Broadcast TV on the Go

Back in the'90s, you'd see dozens of tiny portable televisions at big sporting events. They were expensive (at least $300) and had tiny 3" square screens, but viewers could watch the game as they, you know, watched the game in person. Or follow another game.

Things have changed since then. People watch video on their smartphones. Lots of sporting events have moved to pay cable. And the FCC shifted the broadcast standards from analog to digital, making all those old portable TVs useless. Still, it's hard for most people to get broadcast TV on their phones and impossible to watch NFL games on your phone if you're not a Verizon customer.

RCA has a 4.3" Portable/Pocket Digital ATSC TV that updates the old pocket TV. It's capable of receiving digital broadcasts from channels 2-69 (and all the digital subchannels connected with a station) and it supports both HDTV (1080p & 720i) and SDTV. You can hide channels you don't ever want to watch. It get 2.5 hours of battery life (searching for signal is a huge battery suck) and comes with an AC adapter and an input to connect a bigger antenna if you want something more powerful than the built-in monopole extendable antenna.

The TV is especially useful for all those secondary broadcast channels that don't make it onto cable and satellite systems: GRIT, Buzzr, MeTV, GetTV, Movies!, LAFF, Bounce and lots of others: all the foreign language and religious stations and you can usually get a QVC fix.

The image quality is surprisingly good on HDTV stations.

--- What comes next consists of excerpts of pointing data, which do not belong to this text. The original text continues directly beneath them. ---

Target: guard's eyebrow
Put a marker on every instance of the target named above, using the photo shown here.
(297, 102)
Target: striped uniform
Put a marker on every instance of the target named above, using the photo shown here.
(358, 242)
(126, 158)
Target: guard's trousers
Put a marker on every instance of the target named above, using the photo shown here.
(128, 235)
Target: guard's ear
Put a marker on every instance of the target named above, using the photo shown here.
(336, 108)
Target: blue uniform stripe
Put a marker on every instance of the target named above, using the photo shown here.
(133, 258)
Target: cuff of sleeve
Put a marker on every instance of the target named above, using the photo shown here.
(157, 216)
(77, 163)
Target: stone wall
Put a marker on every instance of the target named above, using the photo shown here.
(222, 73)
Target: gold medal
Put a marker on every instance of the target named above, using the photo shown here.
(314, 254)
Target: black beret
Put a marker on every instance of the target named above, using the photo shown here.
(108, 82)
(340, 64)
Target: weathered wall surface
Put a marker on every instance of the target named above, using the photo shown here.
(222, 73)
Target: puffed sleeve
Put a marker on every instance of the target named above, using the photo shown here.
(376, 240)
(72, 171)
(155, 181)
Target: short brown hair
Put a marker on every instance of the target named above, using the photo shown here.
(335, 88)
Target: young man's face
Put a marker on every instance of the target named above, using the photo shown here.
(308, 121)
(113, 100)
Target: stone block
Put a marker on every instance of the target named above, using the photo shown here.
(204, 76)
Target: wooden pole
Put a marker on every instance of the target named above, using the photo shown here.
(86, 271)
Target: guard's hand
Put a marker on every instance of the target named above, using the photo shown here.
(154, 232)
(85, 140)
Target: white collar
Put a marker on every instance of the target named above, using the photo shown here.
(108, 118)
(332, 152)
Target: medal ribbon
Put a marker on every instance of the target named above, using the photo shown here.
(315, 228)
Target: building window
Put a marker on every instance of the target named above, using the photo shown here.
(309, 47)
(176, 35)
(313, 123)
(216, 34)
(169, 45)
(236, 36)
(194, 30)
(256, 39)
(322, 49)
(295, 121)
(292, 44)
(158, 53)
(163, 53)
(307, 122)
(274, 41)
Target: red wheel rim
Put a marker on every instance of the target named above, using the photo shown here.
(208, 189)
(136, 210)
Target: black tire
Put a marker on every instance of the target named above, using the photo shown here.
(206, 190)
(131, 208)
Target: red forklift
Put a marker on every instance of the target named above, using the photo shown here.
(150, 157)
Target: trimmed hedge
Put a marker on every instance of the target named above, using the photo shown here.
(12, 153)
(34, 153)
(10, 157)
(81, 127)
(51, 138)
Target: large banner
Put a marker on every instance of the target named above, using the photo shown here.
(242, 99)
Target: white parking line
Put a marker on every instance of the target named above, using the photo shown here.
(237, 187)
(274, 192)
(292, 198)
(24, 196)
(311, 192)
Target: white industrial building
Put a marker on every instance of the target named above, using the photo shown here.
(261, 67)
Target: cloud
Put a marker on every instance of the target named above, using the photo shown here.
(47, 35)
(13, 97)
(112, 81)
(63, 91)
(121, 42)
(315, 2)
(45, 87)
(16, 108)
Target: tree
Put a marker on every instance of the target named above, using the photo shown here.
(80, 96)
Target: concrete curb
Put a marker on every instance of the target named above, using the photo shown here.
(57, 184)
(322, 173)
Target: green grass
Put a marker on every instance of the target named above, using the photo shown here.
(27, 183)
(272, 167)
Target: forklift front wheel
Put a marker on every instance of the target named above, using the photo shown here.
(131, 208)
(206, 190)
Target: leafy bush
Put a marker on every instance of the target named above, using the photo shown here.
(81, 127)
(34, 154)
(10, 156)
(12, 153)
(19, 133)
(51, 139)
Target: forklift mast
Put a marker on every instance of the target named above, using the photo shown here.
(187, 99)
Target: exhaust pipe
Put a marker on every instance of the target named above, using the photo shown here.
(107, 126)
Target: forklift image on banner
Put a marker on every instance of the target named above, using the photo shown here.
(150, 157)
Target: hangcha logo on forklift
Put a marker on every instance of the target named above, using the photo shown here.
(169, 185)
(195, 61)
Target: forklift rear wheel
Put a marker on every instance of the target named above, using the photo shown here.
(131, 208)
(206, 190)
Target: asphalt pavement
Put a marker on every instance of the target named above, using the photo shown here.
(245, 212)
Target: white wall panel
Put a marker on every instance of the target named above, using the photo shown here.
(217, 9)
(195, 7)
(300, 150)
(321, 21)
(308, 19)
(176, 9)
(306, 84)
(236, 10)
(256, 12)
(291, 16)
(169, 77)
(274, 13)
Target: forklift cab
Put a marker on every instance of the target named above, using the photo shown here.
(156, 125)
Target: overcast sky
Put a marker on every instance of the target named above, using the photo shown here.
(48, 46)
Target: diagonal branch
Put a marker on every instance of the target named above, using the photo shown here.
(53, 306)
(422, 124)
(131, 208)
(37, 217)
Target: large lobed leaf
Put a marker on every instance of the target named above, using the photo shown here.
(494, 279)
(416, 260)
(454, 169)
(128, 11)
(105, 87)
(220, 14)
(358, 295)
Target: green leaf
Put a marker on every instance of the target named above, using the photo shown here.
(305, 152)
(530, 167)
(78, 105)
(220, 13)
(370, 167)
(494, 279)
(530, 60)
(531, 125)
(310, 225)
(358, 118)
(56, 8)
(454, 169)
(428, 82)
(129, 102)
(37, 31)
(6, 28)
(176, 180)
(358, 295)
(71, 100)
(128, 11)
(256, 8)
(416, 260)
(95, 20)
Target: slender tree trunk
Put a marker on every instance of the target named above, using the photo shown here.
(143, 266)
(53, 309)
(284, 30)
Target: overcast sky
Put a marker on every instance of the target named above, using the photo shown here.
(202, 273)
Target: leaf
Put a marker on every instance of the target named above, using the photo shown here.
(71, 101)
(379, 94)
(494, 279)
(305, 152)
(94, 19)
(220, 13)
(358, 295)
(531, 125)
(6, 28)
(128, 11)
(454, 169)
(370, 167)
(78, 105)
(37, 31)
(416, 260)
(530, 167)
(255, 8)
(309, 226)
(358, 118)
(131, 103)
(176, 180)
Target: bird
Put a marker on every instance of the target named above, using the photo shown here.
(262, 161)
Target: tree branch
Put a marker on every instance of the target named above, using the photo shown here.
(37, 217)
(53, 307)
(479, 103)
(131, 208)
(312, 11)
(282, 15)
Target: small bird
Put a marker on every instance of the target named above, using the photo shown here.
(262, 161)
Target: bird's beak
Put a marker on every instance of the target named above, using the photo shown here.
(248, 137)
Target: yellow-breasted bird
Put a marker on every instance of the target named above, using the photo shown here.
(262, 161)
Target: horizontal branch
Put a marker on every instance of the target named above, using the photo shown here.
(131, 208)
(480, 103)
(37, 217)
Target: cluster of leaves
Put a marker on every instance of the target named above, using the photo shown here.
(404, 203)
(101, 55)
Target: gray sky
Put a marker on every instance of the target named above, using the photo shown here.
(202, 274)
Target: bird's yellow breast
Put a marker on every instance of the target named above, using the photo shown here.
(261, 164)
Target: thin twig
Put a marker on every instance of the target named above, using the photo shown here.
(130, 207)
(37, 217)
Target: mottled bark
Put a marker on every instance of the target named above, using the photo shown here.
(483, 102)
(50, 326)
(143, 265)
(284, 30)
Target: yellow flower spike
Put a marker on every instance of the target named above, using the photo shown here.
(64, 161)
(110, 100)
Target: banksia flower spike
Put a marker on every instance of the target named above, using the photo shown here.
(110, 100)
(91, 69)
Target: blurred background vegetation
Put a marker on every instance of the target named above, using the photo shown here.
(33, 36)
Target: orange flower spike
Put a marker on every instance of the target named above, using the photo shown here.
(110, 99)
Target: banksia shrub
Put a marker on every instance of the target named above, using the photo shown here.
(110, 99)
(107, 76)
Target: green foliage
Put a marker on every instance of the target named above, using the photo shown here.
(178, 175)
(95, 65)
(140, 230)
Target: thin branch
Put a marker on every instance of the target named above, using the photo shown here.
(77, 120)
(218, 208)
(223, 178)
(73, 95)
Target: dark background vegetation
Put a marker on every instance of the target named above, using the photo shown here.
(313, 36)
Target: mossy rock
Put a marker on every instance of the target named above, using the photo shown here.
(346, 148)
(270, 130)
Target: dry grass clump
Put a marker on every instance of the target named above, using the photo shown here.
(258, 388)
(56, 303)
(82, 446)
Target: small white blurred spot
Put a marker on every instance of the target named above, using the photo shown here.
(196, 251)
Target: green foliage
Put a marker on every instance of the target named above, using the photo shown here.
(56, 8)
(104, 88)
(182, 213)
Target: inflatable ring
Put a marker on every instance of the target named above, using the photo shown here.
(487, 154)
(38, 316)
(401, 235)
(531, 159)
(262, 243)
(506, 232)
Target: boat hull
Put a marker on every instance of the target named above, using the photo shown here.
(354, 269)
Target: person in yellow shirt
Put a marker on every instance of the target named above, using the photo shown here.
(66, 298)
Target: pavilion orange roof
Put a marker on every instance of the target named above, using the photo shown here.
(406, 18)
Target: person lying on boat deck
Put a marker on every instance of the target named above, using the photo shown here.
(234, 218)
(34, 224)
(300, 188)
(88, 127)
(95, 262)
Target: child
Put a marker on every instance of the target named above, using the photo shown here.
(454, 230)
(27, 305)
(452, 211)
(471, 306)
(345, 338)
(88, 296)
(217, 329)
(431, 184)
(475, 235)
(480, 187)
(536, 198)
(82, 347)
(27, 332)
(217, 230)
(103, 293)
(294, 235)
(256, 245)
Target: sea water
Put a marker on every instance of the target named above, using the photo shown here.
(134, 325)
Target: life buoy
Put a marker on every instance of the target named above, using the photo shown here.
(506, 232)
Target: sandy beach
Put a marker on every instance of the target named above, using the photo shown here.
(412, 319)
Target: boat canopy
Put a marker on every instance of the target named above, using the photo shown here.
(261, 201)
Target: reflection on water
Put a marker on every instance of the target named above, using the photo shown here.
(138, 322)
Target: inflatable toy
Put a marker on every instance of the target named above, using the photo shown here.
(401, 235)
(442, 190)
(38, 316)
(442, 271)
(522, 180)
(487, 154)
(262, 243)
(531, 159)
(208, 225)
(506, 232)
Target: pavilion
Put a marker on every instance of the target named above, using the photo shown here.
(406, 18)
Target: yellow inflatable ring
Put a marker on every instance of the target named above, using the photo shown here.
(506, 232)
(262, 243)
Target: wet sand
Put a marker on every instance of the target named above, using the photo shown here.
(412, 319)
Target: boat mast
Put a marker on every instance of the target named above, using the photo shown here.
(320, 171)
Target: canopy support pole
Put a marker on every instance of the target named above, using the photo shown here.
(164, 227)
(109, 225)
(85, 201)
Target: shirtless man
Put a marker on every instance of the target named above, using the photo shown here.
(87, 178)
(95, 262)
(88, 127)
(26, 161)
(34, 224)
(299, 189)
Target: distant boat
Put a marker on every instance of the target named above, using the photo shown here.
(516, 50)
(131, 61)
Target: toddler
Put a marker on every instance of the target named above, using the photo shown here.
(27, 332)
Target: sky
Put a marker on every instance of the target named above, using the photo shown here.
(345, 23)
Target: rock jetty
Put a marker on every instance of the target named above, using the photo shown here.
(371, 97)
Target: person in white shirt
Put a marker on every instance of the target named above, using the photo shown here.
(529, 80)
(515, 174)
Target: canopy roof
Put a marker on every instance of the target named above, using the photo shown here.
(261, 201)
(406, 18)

You'll have to fiddle with the menu if you want to see old-school programs in their 4:3 ratio and change it back for widescreen broadcasts, but most people don't seem to care about that. Also, the screen is still relatively small, so you'll likely want to leave it in widescreen mode.

You can also connect a flash drive or hard drive via USB or insert a microSD card to watch your own movies, look at photos or listen to MP3 files. There's an OK built-in speaker and a headphone jack for audio.

There's one major issue with this TV and it's not RCA's fault, because it's generally the same issue you'll face with a $3000 widescreen. Digital broadcasting may give you a sparkling hi-res image but it's incredibly sensitive to signal strength. Anyone who grew up fiddling with an antenna to reduce the snow on analog TV will frustrated by the binary principle of digital: if the signal's too weak, you get nothing. In Atlanta, it's actually impossible to pick up a couple of network stations even when you can see the antenna (to be fair, that's also true with a powered antenna on a full-size TV). That's not an RCA issue, that's an FCC issue and one of those cases where the new technology isn't always an improvement.